Fargo was my favourite Coen film for a long time — I rewatch it even in winter because I find its setting incredibly soothing.  There’s something about curling up on a couch and watching that first shot of the car slowly emerging through the snow, the drives through frigid North Dakota and Minnesota winters, the frosty breath as people talk to each other in quiet midwestern towns that I find calming. I am calmed despite the horrific things that actually happen: who can forget the wood chipper?

 

Then No Country for Old Men came along, and I found myself with a strong contender for favourite.  The Coens are best when their films are shot against very particular and literal landscapes: the snowy midwest in Fargo, Texas alongside the border in No Country, Los Angeles in The Big Lebowski, Arizona in Raising Arizona.  The geographies of the places where their characters live — and often die bloody deaths — frame the narrative, makes it easier to inhabit  them as a viewer.

 

It’s the films that try to more consciously create a cinematic world that are less satisfactory for me.  Try as I might, I could never get past the first twenty minutes or so of The Hudsucker Proxy (I’m a bad fan, I know).  It was vivid in its recreation of period interiors, and yet those were what felt distracting: there was too much attention paid to giving attention to detail.  

 

Hail, Caesar!, set in the midst of a Blacklist-era Hollywood, was similarly disappointing.  Manohla Dargis, one of the few critics I trust, had already warned that it wasn’t all that but I went to see it anyway, because I try to watch films with spectacles in them on the big screen.  Hail, Caesar is about...well, it’s hard to say.  Herbert Marcuse (John Bluthal) makes an appearance, and so does an Esther Williams-ish actress (Scarlett Johannson) whose unborn baby must be hidden from public view.
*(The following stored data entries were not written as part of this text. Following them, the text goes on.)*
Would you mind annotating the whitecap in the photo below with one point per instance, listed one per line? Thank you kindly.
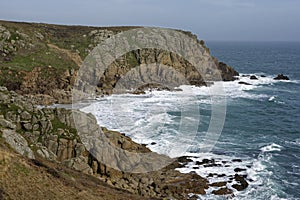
(271, 147)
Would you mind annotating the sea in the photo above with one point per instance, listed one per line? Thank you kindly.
(261, 127)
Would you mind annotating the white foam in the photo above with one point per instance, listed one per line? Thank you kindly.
(271, 147)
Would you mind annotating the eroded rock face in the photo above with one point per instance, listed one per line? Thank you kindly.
(51, 134)
(47, 81)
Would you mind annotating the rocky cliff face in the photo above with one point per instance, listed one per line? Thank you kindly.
(50, 134)
(41, 60)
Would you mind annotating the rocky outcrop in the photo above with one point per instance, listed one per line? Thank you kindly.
(41, 60)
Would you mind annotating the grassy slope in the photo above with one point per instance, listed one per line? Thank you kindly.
(21, 178)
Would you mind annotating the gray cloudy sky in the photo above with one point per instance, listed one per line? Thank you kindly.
(254, 20)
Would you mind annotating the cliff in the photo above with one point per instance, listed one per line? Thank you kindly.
(42, 60)
(49, 142)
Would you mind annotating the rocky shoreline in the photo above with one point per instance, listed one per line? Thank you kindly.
(50, 134)
(39, 65)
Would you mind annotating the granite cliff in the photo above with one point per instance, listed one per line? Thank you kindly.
(48, 140)
(39, 64)
(42, 60)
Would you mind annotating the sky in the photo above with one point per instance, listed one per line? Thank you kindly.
(225, 20)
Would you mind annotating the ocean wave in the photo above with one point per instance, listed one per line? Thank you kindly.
(271, 147)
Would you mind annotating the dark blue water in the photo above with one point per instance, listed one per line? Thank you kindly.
(252, 124)
(261, 126)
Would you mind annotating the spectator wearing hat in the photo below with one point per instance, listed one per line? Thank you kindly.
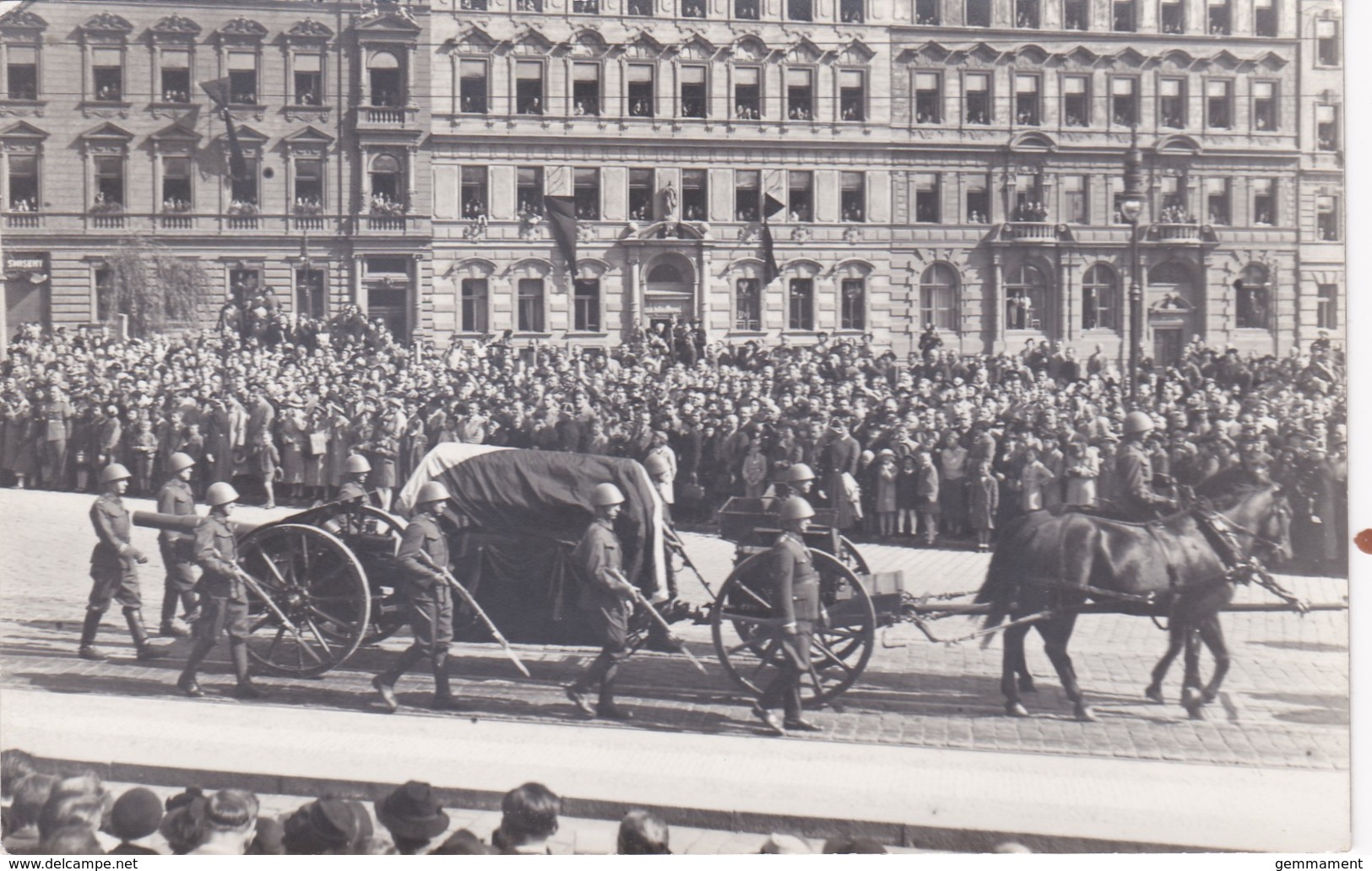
(114, 568)
(230, 823)
(136, 815)
(643, 833)
(529, 820)
(884, 498)
(324, 827)
(413, 816)
(30, 794)
(177, 500)
(983, 502)
(926, 495)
Then there’s a gay-ish screen idol who is kidnapped by possible communists (George Clooney), and a very gay communist who is first seen tap-dancing in a dance sequence (Channing Tatum).  In the middle of it all is Hollywood fixer, Eddie Mannix (Josh Brolin) who goes about slapping stars straight and generally mending the holes that threaten to unravel the fabric of a Hollywood where studios own the lives and bodies of their stars.  

 

It’s a bit of a patchwork but it’s a Coen creation, so it’s a film that clearly takes pleasure in itself, uncaring about whether it all coheres or, really, whether there’s a tangible plot.  I miss the sweep and style of No Country, but I’m touched by Clooney’s comic turn and Alden Ehrenreich’s genius in playing a cowboy star Hobie Doyle, and Brolin is always a treat to watch.  I’m not likely to see it again, but it’s a Coen brothers film, so it won’t prevent me from seeing everything else they ever make.